Barclays Africa Group Retail and Business Banking CEO Craig Bond. (Duncan Alfreds, Fin24)
Cape Town – Absa Bank parent company Barclays is on course to up its game in South African banking as it makes up ground in the online and mobile space.
“To be honest with you, we’d fallen behind some of our competitors in the digital banking space and yet we were ahead of them in the ATM space. All I’d like to say without giving too much away is watch this space,” Craig Bond, chief executive of Retail and Business Banking at Barclays Africa Group told Fin24.
The company has piloted fingerprint ATMs but in 2016, its focus on rolling out digital tools to drive online banking. The company also launched an Apple Watch application, beating out rival Standard Bank.
READ: Fingerprint ATMs won't eradicate PIN codes
Bond said that the bank’s strategy was fine-tuned to harness digital skills in the organisation.
“There are always in big organisations pockets of innovation, and I think one of those areas in particular was digital. We’ve put all of our digital assets across the bank – whether it’s the design, roll-out of products, internet banking, or the techies. They all sit together; they’re all one team.

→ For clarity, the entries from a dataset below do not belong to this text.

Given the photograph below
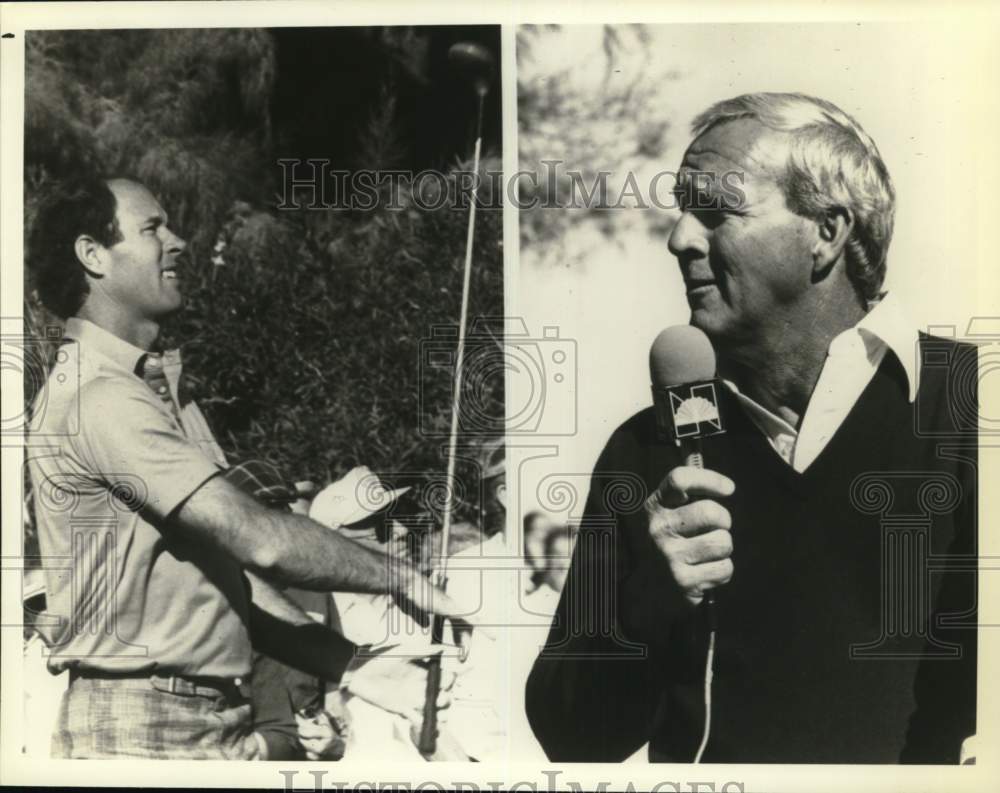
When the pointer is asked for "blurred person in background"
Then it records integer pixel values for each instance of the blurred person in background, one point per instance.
(537, 526)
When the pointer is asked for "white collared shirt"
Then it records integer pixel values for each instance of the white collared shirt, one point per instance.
(851, 362)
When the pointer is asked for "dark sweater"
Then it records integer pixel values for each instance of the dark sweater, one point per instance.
(807, 668)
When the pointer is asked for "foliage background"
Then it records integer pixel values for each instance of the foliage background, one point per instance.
(302, 329)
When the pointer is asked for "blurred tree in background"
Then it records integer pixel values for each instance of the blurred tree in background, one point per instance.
(607, 110)
(302, 329)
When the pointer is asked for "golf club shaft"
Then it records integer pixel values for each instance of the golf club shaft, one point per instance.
(428, 730)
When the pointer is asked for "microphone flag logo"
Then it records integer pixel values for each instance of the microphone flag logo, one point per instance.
(689, 411)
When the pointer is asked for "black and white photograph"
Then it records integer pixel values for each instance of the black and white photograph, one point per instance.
(499, 397)
(290, 209)
(752, 236)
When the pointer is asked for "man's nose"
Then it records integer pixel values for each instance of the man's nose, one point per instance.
(175, 244)
(688, 237)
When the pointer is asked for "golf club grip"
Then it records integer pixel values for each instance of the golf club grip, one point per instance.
(428, 729)
(427, 744)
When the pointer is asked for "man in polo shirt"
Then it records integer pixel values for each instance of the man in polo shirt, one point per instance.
(835, 532)
(156, 567)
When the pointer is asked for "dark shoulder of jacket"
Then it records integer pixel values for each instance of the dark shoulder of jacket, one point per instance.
(947, 397)
(629, 443)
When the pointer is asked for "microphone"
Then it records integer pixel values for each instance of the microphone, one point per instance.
(682, 372)
(685, 400)
(686, 404)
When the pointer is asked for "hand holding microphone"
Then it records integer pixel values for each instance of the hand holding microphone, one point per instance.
(689, 526)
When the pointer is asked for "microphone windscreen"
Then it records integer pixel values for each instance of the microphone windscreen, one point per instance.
(681, 354)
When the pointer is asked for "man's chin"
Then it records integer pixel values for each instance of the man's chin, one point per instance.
(709, 322)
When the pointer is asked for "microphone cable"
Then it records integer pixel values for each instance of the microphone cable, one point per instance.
(709, 674)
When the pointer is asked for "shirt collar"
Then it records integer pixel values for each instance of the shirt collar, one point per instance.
(92, 337)
(886, 322)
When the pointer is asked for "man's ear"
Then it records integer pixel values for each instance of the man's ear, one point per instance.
(90, 253)
(833, 229)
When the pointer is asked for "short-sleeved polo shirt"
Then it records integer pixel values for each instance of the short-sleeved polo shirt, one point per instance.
(109, 461)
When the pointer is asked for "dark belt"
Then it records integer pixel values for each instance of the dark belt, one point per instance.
(183, 685)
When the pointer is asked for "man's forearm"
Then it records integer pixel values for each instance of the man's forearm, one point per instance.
(280, 629)
(286, 548)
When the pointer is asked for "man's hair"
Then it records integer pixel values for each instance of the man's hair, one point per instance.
(82, 206)
(832, 162)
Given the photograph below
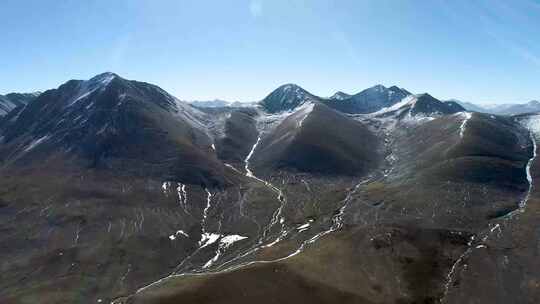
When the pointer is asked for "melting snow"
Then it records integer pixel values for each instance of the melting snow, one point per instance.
(36, 142)
(466, 116)
(173, 237)
(208, 238)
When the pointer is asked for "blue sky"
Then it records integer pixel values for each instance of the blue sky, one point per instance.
(474, 50)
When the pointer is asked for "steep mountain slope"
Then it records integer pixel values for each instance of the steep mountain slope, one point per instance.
(317, 139)
(10, 101)
(110, 122)
(404, 236)
(503, 109)
(340, 96)
(287, 97)
(369, 100)
(418, 107)
(113, 191)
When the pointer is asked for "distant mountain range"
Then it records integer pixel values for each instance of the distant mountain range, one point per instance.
(503, 109)
(216, 103)
(10, 101)
(115, 191)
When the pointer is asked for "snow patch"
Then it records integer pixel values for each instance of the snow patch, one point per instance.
(36, 142)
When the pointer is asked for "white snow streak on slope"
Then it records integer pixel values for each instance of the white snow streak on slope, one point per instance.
(173, 237)
(471, 246)
(466, 116)
(276, 217)
(533, 124)
(411, 99)
(36, 142)
(305, 110)
(224, 243)
(523, 203)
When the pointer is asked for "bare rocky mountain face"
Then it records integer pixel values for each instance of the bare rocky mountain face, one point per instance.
(114, 191)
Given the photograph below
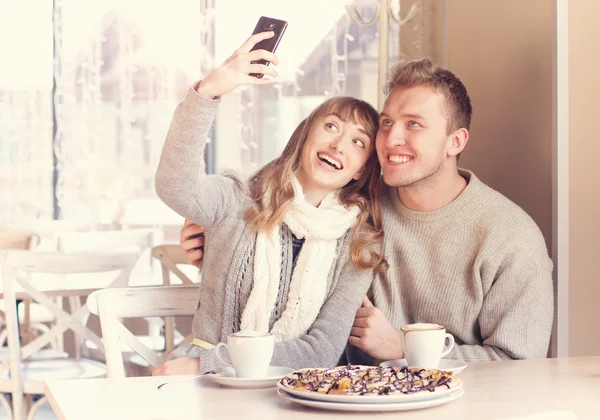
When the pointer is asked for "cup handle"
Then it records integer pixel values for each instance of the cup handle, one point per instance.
(403, 344)
(447, 348)
(222, 357)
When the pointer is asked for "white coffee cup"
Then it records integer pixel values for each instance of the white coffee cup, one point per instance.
(425, 344)
(250, 353)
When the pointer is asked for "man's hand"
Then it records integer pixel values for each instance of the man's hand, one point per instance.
(192, 241)
(182, 366)
(374, 334)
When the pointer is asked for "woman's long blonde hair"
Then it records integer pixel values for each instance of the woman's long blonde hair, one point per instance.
(272, 193)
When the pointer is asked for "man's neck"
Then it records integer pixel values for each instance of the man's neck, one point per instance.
(433, 193)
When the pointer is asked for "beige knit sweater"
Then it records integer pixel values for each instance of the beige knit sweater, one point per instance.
(479, 266)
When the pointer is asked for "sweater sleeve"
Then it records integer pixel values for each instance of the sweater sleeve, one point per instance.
(181, 181)
(517, 313)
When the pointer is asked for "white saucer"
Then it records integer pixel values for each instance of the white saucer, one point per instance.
(399, 406)
(226, 377)
(449, 365)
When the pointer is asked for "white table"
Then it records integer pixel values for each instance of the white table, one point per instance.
(539, 389)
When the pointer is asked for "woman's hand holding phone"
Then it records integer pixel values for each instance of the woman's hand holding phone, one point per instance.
(235, 71)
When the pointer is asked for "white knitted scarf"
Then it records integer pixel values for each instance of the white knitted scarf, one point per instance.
(320, 227)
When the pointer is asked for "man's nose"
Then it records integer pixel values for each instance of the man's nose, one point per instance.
(396, 136)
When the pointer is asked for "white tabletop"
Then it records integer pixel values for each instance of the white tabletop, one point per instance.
(534, 390)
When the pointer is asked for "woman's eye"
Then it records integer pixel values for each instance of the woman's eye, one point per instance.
(359, 143)
(331, 126)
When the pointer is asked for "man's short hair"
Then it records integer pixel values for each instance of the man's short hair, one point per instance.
(423, 72)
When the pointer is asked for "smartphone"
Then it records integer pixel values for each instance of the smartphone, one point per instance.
(266, 24)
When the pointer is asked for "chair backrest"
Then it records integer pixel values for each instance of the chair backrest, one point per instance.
(17, 264)
(169, 256)
(18, 240)
(113, 304)
(105, 240)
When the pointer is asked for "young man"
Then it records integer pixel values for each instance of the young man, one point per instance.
(460, 254)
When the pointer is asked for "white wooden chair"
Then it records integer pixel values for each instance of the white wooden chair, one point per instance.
(170, 257)
(23, 374)
(140, 240)
(111, 305)
(32, 316)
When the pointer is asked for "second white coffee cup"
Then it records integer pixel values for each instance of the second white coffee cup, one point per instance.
(425, 344)
(250, 353)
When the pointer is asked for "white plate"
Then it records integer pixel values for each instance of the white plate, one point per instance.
(449, 365)
(367, 399)
(400, 406)
(226, 377)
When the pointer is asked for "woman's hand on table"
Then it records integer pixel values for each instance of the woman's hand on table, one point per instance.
(181, 366)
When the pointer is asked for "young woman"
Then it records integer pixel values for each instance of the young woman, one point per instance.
(292, 252)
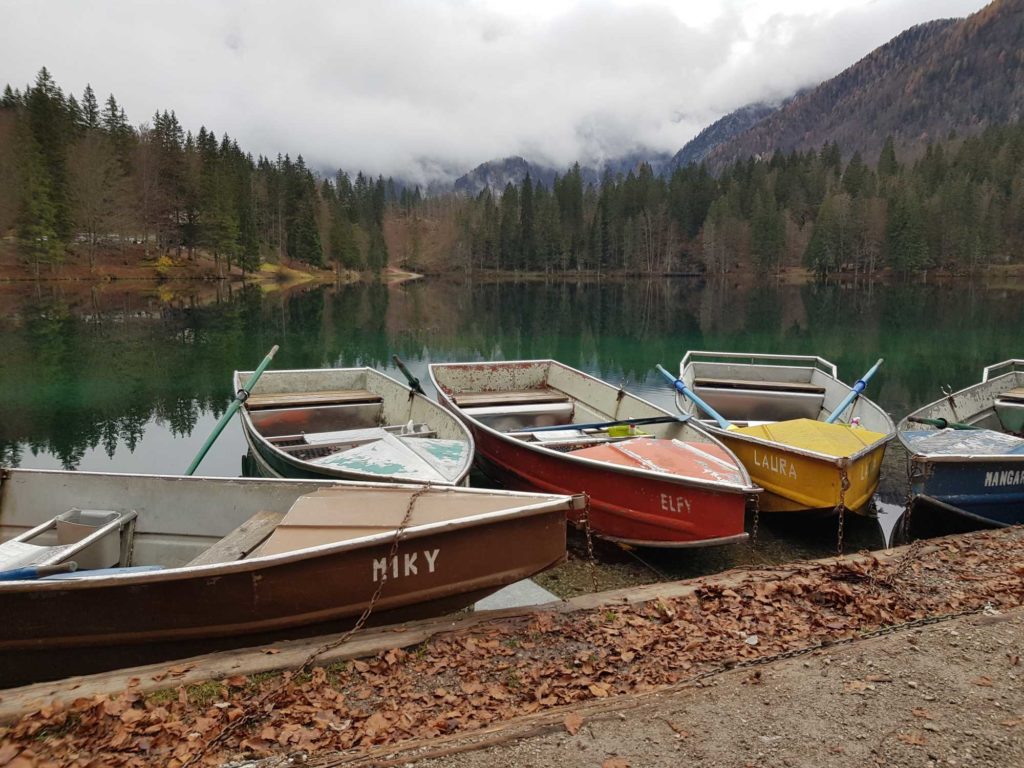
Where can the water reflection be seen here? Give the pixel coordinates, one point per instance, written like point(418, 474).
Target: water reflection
point(115, 381)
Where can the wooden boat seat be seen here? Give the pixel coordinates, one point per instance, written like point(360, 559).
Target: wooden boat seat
point(770, 386)
point(242, 541)
point(1013, 395)
point(94, 538)
point(523, 397)
point(305, 399)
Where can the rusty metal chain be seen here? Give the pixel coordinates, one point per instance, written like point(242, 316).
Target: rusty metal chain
point(756, 503)
point(590, 543)
point(258, 708)
point(844, 485)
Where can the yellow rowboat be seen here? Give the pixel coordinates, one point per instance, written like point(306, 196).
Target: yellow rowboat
point(778, 406)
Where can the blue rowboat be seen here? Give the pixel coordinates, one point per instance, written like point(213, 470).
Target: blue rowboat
point(976, 470)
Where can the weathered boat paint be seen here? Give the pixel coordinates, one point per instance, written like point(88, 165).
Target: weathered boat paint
point(989, 485)
point(52, 629)
point(805, 472)
point(629, 504)
point(398, 404)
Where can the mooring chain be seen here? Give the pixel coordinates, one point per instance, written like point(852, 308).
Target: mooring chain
point(844, 485)
point(259, 708)
point(590, 543)
point(880, 632)
point(756, 503)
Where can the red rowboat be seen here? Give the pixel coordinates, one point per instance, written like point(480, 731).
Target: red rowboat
point(539, 424)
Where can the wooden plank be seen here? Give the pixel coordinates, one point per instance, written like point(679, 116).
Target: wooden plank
point(242, 541)
point(770, 386)
point(528, 396)
point(297, 399)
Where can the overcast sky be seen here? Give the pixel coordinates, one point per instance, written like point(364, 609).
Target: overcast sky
point(420, 87)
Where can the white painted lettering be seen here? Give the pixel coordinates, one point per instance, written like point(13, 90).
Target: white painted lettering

“For the first time, all this good stuff that’s happening in the organisation is one pressure cooker, aiming in one direction,” he added.
Absa which has nine million customers as at the end of 2015 trailed both First National Bank (FNB) and Standard Bank in rolling out a mobile banking application.
However, both FNB and Standard have suffered reputation damage with a brief platform shutdowns. Absa is racing to pass rivals as more customers increasingly expect mobile banking services.
READ: FNB online systems hit by downtime
“One thing we’ve realised in this innovative race: It’s not just about being first to market, it’s ‘What is appealing to customers?’ We’ve realised that not only does the digital team have huge pressure to be better than all our traditional competitors, they’ve also got pressure to get to market fast and do things really quickly,” said Bond.
But he conceded that there was much work to be done before Absa could match the functionality of rivals’ applications.
“There’re some innovative issues like the Apple Watch where really, we just wanted to be first to market with something cool and funky. Much more important is ‘How do we come up with a low cost, easy to use banking app?’” said Bond.